Vietnam or Thailand ? Vote for the TOP Country of the Week !
Bijgewerkt: 11 juni 2025
Eindelijk hadden zij zijn gerustheid gedeeld, of hielden zich althans zoo. Slechts Magloire was nu en dan beangst. Wat de bisschop dacht, kon men aangeduid vinden in deze regels, door hem op den rand van een bijbelblad geschreven: "Het onderscheid is, dat de deur van een geneesheer nooit gesloten mag zijn, en die van een priester altijd open moet wezen."

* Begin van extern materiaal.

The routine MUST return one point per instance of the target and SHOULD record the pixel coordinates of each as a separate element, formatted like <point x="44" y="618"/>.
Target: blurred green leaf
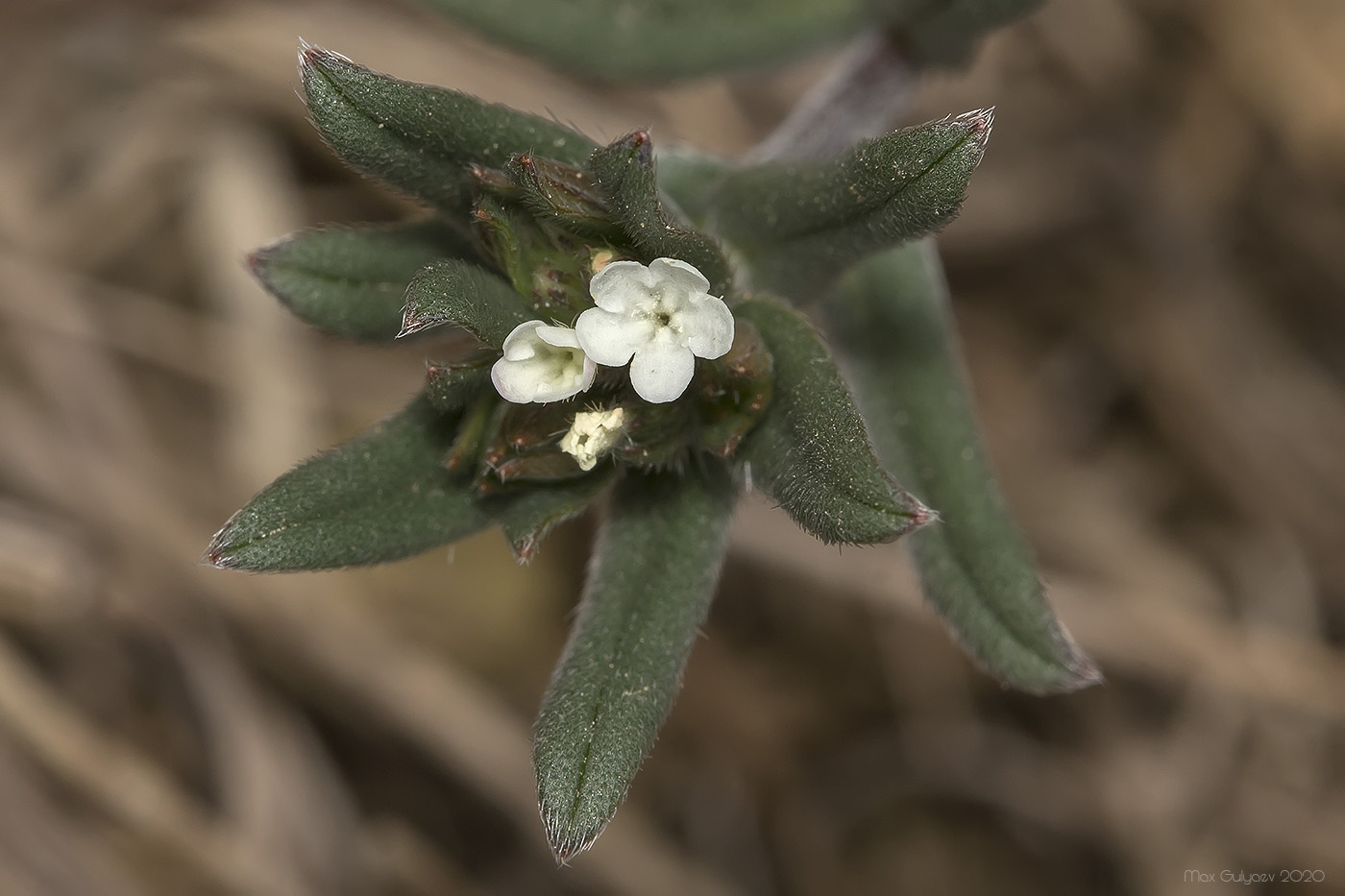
<point x="811" y="452"/>
<point x="689" y="177"/>
<point x="656" y="39"/>
<point x="461" y="294"/>
<point x="453" y="386"/>
<point x="377" y="498"/>
<point x="655" y="567"/>
<point x="800" y="224"/>
<point x="531" y="516"/>
<point x="624" y="174"/>
<point x="947" y="33"/>
<point x="420" y="137"/>
<point x="350" y="281"/>
<point x="561" y="195"/>
<point x="894" y="338"/>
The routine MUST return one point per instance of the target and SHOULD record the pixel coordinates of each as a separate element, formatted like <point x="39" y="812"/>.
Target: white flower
<point x="594" y="433"/>
<point x="658" y="319"/>
<point x="542" y="363"/>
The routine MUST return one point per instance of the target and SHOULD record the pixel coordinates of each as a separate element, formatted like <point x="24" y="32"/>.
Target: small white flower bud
<point x="542" y="363"/>
<point x="592" y="435"/>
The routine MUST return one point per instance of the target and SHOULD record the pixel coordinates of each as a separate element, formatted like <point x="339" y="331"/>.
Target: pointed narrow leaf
<point x="811" y="452"/>
<point x="350" y="281"/>
<point x="800" y="224"/>
<point x="624" y="174"/>
<point x="461" y="294"/>
<point x="377" y="498"/>
<point x="896" y="342"/>
<point x="530" y="517"/>
<point x="420" y="137"/>
<point x="655" y="567"/>
<point x="655" y="39"/>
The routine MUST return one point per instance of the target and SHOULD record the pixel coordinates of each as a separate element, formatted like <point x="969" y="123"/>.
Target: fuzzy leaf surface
<point x="461" y="294"/>
<point x="810" y="451"/>
<point x="649" y="587"/>
<point x="800" y="224"/>
<point x="531" y="516"/>
<point x="377" y="498"/>
<point x="349" y="281"/>
<point x="893" y="335"/>
<point x="420" y="137"/>
<point x="654" y="39"/>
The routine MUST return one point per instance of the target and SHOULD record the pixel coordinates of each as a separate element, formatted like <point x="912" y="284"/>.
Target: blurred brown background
<point x="1149" y="278"/>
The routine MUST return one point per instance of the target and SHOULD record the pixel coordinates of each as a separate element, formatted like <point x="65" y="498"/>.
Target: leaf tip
<point x="219" y="552"/>
<point x="1080" y="670"/>
<point x="311" y="57"/>
<point x="978" y="124"/>
<point x="413" y="323"/>
<point x="568" y="838"/>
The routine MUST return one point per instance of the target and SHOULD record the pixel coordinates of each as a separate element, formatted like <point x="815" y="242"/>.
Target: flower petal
<point x="521" y="342"/>
<point x="611" y="338"/>
<point x="561" y="336"/>
<point x="678" y="276"/>
<point x="708" y="325"/>
<point x="621" y="285"/>
<point x="661" y="372"/>
<point x="518" y="381"/>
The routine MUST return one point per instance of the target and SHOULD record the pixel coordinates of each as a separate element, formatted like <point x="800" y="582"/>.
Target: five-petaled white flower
<point x="542" y="363"/>
<point x="659" y="319"/>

Nu waagde het mejuffrouw Baptistine, die Magloire welgevallig wilde zijn, zonder haar broeder te mishagen, bedeesd te vragen: "Hoort ge, lieve broeder, wat Magloire zegt?" "Ik heb er iets van gehoord," antwoordde de bisschop.
Toen de arme oude vrouw Gerbaud vertrokken was, dankte mijn broeder, en zich daarna tot den man wendende zeide hij: ge hebt er zeker groote behoefte aan, naar bed te gaan. Magloire nam schielijk de tafel af. Ik begreep dat wij ons moesten verwijderen om den reiziger naar bed te laten gaan, en wij gingen beiden naar boven.

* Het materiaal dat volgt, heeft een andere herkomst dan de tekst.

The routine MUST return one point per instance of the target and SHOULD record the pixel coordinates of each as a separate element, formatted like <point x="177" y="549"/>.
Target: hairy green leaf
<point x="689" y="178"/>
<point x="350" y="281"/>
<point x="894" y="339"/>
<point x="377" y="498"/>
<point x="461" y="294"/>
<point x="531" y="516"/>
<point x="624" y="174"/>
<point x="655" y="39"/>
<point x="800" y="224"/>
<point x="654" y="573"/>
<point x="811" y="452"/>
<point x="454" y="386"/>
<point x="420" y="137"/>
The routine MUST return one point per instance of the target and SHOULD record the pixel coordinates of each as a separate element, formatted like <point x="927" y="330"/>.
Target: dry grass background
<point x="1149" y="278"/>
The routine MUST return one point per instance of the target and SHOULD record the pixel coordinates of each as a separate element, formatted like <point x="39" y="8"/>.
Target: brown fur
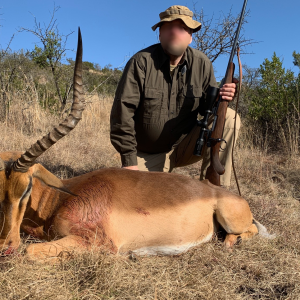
<point x="119" y="209"/>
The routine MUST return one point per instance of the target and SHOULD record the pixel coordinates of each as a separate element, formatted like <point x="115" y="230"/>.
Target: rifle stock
<point x="216" y="168"/>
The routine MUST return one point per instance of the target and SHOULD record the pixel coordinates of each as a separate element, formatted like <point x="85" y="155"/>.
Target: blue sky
<point x="114" y="30"/>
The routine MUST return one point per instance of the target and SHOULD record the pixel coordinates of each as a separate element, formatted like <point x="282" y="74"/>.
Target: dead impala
<point x="122" y="210"/>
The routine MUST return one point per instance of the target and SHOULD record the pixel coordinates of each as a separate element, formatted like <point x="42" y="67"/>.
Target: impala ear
<point x="41" y="173"/>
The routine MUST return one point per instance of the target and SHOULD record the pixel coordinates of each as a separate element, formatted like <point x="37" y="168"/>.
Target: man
<point x="153" y="118"/>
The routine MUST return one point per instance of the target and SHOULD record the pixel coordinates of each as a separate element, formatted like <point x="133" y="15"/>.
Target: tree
<point x="274" y="105"/>
<point x="217" y="35"/>
<point x="51" y="54"/>
<point x="296" y="59"/>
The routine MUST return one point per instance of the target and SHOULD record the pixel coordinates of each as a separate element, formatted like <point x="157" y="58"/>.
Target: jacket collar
<point x="163" y="57"/>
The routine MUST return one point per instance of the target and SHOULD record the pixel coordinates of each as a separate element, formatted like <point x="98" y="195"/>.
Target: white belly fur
<point x="171" y="249"/>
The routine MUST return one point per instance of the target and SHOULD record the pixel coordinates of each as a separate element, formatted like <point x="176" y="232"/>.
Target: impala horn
<point x="27" y="159"/>
<point x="2" y="166"/>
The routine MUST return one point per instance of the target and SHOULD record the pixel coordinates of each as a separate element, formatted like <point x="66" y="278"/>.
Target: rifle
<point x="213" y="136"/>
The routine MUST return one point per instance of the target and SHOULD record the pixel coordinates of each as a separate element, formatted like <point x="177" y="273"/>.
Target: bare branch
<point x="216" y="35"/>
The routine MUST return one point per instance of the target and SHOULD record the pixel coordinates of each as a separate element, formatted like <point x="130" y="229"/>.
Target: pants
<point x="182" y="154"/>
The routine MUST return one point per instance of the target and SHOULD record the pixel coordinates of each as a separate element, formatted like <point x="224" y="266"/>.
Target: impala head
<point x="18" y="170"/>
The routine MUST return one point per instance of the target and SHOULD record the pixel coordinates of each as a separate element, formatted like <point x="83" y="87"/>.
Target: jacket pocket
<point x="152" y="103"/>
<point x="190" y="97"/>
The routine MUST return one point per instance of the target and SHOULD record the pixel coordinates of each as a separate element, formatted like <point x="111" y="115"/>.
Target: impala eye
<point x="27" y="191"/>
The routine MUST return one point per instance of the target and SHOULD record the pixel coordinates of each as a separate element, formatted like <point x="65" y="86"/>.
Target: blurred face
<point x="175" y="36"/>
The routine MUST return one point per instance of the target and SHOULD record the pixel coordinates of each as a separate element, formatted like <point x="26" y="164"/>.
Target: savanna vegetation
<point x="35" y="93"/>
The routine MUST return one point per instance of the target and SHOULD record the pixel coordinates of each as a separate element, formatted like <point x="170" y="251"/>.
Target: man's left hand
<point x="228" y="90"/>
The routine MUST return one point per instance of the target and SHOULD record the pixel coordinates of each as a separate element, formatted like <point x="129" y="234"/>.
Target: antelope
<point x="122" y="210"/>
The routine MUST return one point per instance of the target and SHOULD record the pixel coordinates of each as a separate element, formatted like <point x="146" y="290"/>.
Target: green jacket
<point x="152" y="111"/>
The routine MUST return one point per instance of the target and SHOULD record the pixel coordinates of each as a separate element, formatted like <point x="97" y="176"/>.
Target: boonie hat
<point x="178" y="12"/>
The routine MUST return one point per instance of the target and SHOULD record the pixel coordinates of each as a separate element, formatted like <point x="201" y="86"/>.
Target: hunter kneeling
<point x="154" y="115"/>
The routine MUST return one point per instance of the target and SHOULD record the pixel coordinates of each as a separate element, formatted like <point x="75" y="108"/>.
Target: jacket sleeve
<point x="127" y="99"/>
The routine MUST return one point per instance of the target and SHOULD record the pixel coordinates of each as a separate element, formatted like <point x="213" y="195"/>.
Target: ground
<point x="255" y="269"/>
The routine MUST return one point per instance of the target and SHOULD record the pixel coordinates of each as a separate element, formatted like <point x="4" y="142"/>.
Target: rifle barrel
<point x="238" y="32"/>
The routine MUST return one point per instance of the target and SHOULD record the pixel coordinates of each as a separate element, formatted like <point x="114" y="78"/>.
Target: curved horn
<point x="2" y="165"/>
<point x="28" y="158"/>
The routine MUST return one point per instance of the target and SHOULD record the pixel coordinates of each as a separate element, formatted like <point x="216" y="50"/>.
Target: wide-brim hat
<point x="178" y="12"/>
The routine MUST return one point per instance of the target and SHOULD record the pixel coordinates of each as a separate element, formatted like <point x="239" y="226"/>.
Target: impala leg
<point x="54" y="249"/>
<point x="232" y="239"/>
<point x="235" y="217"/>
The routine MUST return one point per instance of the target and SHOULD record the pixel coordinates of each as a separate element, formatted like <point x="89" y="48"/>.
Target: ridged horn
<point x="28" y="158"/>
<point x="2" y="165"/>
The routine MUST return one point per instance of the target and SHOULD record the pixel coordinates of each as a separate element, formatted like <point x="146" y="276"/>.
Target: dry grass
<point x="256" y="269"/>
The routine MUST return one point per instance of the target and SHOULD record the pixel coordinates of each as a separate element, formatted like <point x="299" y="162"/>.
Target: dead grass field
<point x="257" y="269"/>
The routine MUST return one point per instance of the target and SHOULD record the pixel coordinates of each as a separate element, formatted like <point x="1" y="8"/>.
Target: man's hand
<point x="131" y="168"/>
<point x="228" y="90"/>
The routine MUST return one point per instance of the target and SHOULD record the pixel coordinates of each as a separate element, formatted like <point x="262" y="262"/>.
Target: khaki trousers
<point x="182" y="155"/>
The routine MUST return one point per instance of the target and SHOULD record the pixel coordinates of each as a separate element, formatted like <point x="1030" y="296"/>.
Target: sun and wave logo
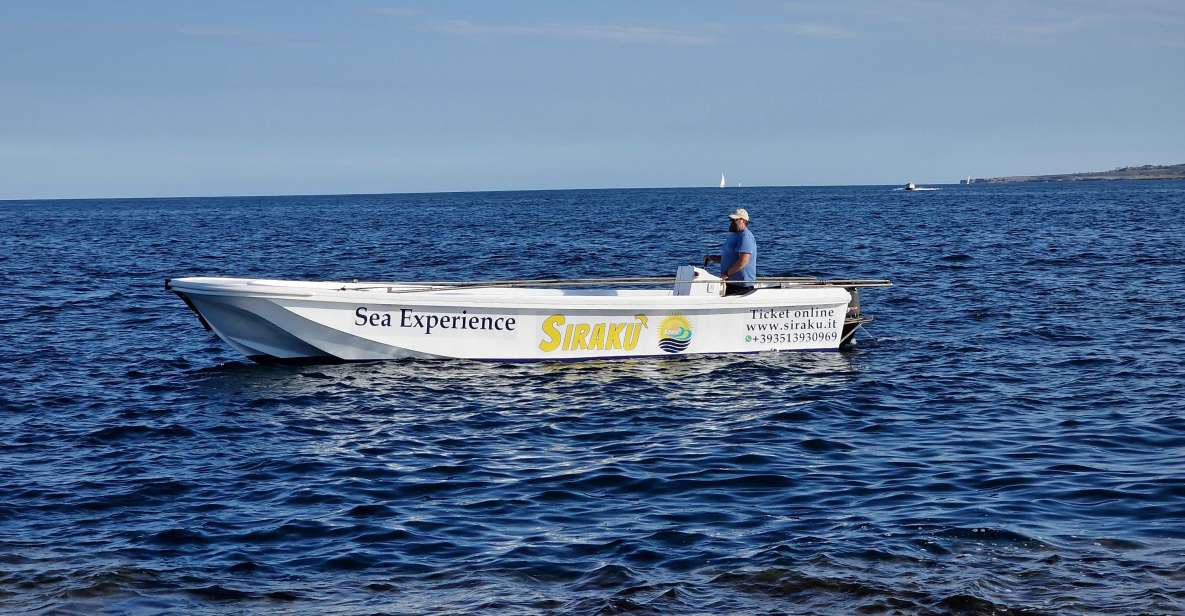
<point x="674" y="334"/>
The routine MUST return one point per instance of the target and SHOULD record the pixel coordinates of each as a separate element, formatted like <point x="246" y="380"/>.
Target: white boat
<point x="914" y="187"/>
<point x="269" y="320"/>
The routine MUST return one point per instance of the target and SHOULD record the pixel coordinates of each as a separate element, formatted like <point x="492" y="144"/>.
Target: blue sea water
<point x="1007" y="437"/>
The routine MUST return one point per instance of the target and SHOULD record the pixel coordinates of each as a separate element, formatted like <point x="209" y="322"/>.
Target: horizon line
<point x="446" y="192"/>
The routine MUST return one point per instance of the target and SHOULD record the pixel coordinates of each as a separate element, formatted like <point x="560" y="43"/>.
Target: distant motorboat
<point x="914" y="187"/>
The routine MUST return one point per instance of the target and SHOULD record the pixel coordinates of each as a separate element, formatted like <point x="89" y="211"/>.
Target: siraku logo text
<point x="427" y="322"/>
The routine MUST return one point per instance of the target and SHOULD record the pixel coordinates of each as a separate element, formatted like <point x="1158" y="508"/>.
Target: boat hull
<point x="288" y="321"/>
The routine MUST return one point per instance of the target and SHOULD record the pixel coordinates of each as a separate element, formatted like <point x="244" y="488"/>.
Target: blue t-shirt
<point x="737" y="243"/>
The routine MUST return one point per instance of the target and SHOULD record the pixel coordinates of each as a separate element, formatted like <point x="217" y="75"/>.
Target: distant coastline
<point x="1145" y="172"/>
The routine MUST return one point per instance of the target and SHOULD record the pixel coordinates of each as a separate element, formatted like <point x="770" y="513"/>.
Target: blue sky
<point x="138" y="98"/>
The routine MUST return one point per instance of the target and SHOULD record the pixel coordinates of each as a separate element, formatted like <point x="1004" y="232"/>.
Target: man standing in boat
<point x="738" y="257"/>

Wilt gij mij ontvangen? Is dit een herberg? Wilt ge mij te eten en een nachtverblijf geven? hebt ge een stal?" "Magloire," zei de bisschop, "leg schoone lakens op het bed in de alkoof." Wij hebben reeds gezegd van welken aard de gehoorzaamheid der beide vrouwen was. Magloire ging om het bevel te volvoeren. De bisschop zeide nu tot den man: "Ga zitten, mijn vriend, en warm u.
Hij draaide zijn stoel ten halve om, legde zijn beide handen op de knieën, en zijn goedhartig, vriendelijk gelaat, dat door het vuur beschenen werd, naar de oude dienstmaagd keerende vroeg hij: "Nu, wat is er? wat is er? Worden wij door eenig groot gevaar bedreigd?" Toen verhaalde Magloire haar geheele geschiedenis, onwillekeurig met eenige overdrijving.

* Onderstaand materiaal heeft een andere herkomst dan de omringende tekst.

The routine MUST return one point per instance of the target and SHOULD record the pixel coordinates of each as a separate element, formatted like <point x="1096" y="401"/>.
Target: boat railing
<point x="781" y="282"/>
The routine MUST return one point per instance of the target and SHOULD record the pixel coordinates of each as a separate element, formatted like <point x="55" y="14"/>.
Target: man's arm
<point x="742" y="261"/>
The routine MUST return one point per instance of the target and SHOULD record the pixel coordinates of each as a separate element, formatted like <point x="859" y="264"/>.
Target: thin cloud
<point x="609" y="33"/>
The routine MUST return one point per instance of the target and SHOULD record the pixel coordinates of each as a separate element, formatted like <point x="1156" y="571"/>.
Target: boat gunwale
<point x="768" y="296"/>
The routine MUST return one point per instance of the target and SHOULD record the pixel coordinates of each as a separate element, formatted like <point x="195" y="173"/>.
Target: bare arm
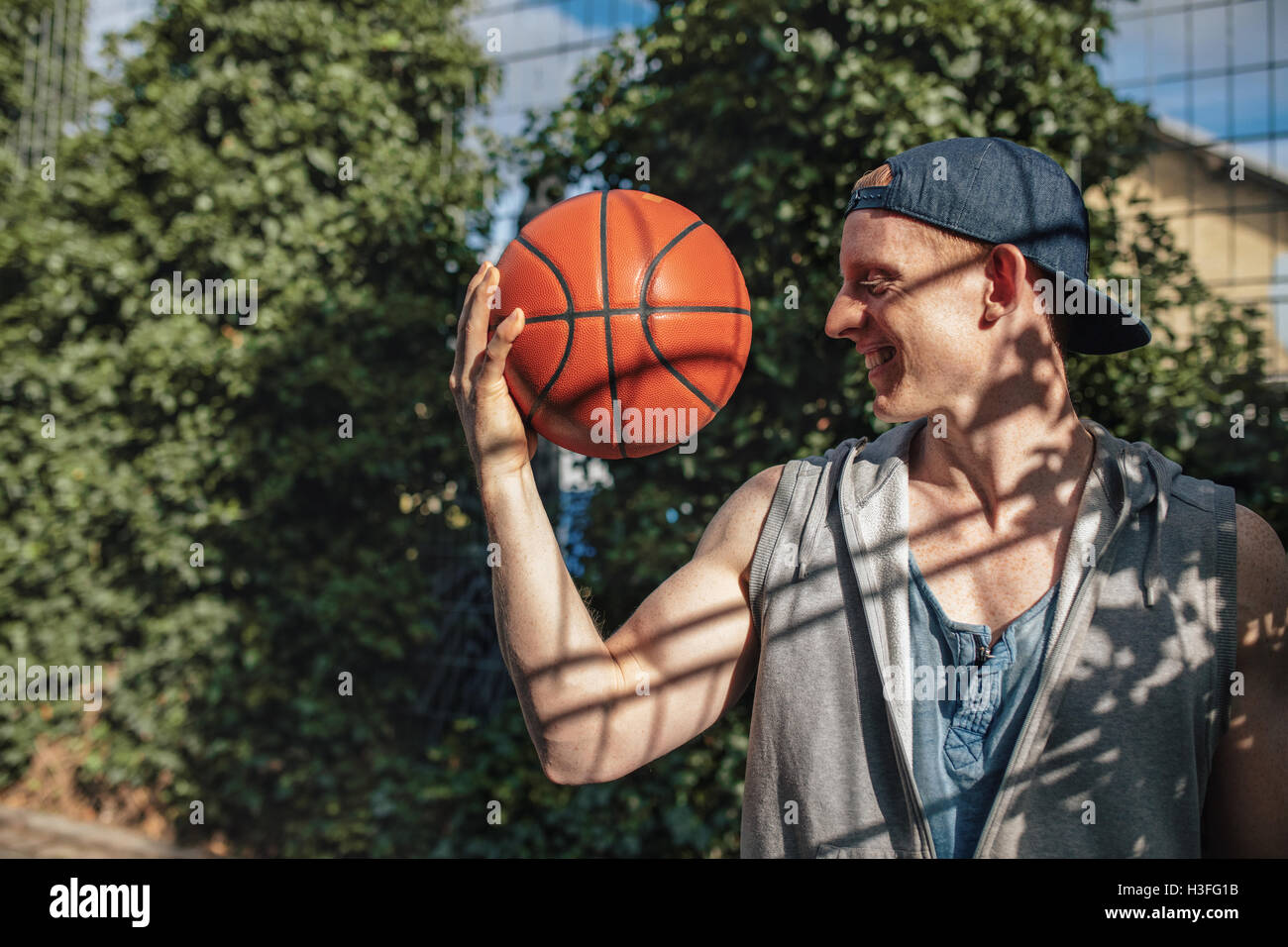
<point x="599" y="709"/>
<point x="1244" y="814"/>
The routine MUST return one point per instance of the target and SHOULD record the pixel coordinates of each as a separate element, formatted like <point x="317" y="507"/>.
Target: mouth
<point x="877" y="357"/>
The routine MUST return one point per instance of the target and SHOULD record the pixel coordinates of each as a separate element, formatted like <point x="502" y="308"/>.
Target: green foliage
<point x="765" y="146"/>
<point x="183" y="428"/>
<point x="192" y="428"/>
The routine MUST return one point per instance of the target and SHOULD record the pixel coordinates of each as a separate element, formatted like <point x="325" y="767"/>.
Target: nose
<point x="846" y="315"/>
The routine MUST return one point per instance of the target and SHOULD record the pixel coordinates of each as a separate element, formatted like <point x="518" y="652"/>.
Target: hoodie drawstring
<point x="1153" y="583"/>
<point x="820" y="504"/>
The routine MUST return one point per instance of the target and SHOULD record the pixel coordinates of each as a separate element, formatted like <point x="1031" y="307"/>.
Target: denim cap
<point x="1001" y="192"/>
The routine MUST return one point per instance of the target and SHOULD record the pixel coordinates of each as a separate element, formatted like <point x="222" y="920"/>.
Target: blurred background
<point x="181" y="505"/>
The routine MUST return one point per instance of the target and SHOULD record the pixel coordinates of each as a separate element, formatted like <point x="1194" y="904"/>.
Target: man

Magloire begreep de aanmerking, verwijderde zich zonder een woord te zeggen, en een oogenblik later blonk het door den bisschop verlangde zilverwerk voor ieder der drie dischgenooten op het tafellaken.
Dit was de eenige weelde, welke de bisschop zich veroorloofde, zeggende, dat dit den armen niets onthield. 't Moet echter gezegd worden, dat hem, van hetgeen hij vroeger bezeten had, nog zes zilveren lepels en vorken en een soeplepel overgebleven waren, welke Magloire dagelijks met ware vreugde op het groote witte tafellaken zag prijken.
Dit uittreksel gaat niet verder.